In its opinion, the Supreme Court emphasized the importance of plea-bargaining in the context of the criminal justice system, noting that ninety-seven percent of all federal cases and ninety-four percent of all state cases are resolved through a plea bargain. This underscored the importance of the Supreme Court’s ruling that defense counsel has a duty to communicate any formal plea offer from the prosecution to the defendant. Should defense counsel fail to communicate a formal offer, a defendant may have redress if he can prove two requirements. First, the defendant must prove that if advised of the plea, there is a reasonable probability that he or she would have taken the plea.
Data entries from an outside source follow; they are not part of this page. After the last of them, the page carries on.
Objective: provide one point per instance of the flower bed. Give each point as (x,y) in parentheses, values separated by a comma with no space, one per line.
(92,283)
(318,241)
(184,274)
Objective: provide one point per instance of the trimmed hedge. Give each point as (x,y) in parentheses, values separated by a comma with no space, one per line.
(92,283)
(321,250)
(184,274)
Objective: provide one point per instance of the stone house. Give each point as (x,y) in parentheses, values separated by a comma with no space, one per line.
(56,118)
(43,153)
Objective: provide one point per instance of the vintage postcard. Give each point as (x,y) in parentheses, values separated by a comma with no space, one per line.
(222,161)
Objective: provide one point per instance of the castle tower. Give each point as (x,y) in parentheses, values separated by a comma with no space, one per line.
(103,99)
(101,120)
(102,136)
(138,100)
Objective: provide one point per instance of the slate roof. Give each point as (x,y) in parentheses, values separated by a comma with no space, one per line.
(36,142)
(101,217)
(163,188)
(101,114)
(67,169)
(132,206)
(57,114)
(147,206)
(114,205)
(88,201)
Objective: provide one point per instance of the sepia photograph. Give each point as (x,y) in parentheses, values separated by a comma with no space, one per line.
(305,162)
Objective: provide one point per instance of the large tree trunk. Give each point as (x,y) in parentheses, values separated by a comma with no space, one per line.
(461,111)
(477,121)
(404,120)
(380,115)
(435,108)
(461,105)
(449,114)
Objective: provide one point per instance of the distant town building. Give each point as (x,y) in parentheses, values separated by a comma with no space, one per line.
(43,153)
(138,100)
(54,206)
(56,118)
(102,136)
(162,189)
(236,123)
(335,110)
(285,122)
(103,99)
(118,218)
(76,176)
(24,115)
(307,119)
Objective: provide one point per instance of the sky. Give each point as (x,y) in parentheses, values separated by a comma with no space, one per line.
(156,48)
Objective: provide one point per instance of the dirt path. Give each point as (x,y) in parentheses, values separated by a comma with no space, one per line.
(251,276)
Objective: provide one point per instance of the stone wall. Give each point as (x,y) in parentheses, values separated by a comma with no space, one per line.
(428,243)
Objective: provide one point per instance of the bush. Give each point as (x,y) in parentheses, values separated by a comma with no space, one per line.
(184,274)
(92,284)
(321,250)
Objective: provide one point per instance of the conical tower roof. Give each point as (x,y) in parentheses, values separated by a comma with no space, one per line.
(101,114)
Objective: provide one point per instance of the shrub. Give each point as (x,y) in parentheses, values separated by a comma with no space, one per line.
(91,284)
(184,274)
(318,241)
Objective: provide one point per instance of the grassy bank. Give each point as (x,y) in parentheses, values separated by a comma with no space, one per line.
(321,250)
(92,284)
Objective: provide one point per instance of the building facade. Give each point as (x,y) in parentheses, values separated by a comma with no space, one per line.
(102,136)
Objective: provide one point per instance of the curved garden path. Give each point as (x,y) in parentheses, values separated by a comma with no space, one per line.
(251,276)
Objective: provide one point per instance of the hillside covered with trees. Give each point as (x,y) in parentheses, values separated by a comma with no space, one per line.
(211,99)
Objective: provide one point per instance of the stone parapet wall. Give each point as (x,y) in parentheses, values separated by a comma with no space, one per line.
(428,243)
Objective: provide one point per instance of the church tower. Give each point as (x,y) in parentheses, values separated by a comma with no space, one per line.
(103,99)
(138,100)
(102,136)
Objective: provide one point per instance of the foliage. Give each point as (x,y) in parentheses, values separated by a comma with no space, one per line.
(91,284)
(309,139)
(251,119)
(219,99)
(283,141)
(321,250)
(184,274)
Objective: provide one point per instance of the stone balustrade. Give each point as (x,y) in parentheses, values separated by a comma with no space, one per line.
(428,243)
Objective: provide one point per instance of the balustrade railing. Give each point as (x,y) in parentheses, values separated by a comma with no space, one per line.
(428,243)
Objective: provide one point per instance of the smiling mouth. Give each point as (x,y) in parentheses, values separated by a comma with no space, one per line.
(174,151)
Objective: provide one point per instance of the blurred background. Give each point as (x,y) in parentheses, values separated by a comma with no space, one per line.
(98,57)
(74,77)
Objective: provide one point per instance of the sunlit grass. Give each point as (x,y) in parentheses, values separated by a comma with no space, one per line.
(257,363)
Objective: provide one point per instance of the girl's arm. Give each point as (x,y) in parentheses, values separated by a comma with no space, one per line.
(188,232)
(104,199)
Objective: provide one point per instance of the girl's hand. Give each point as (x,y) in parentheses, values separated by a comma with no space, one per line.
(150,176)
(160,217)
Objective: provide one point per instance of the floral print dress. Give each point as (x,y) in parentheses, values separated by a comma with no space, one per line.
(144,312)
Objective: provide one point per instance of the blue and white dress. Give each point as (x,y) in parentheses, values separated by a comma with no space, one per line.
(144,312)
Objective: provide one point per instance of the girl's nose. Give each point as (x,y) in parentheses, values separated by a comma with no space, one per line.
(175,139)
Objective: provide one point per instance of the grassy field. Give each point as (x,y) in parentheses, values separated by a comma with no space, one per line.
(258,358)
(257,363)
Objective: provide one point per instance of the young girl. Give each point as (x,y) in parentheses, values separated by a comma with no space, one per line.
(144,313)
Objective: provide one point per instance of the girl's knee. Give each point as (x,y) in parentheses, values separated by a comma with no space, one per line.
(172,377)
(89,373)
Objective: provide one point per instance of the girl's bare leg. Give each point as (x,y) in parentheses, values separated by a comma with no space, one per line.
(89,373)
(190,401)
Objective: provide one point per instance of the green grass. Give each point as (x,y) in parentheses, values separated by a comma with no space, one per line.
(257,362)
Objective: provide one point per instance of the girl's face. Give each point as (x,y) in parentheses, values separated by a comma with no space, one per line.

Second, the defendant must prove that if he or she would have taken the plea, there is a reasonable probability that the prosecution would not have rescinded the offer, and likewise, that the presiding court would have accepted the offer.
Applying these standards specifically to Frye’s situation, the Court concluded that while Frye likely demonstrated that he would have taken the plea had his counsel advised him, the record did not address the likelihood of the prosecution rescinding the offer or the judge accepting the plea in court. Given Frye’s most recent arrest before his preliminary hearing on the charge, the Court remanded the case to the Missouri Court of Appeals to determine whether the prosecution and/or presiding judge would reasonably have allowed the plea to go forward.
The dissent contended that the Frye’s constitutional rights were not violated because the he was never entitled to the offer in the first place. If however, the prosecution’s offer was unreasonable, the trial court judge’s ability to accept or reject the plea acts as a check on prosecutorial power. The mere fact that Frye pleaded guilty to the charge without knowing a plea was offered does not negate his rights to be informed that a more beneficial offer was made. In addition to the criminal justice system’s increased efficiency, plea bargains allow for prosecutors to make determinations as to the fair application of the law. This power should not be abrogated by the whims of defense counsel.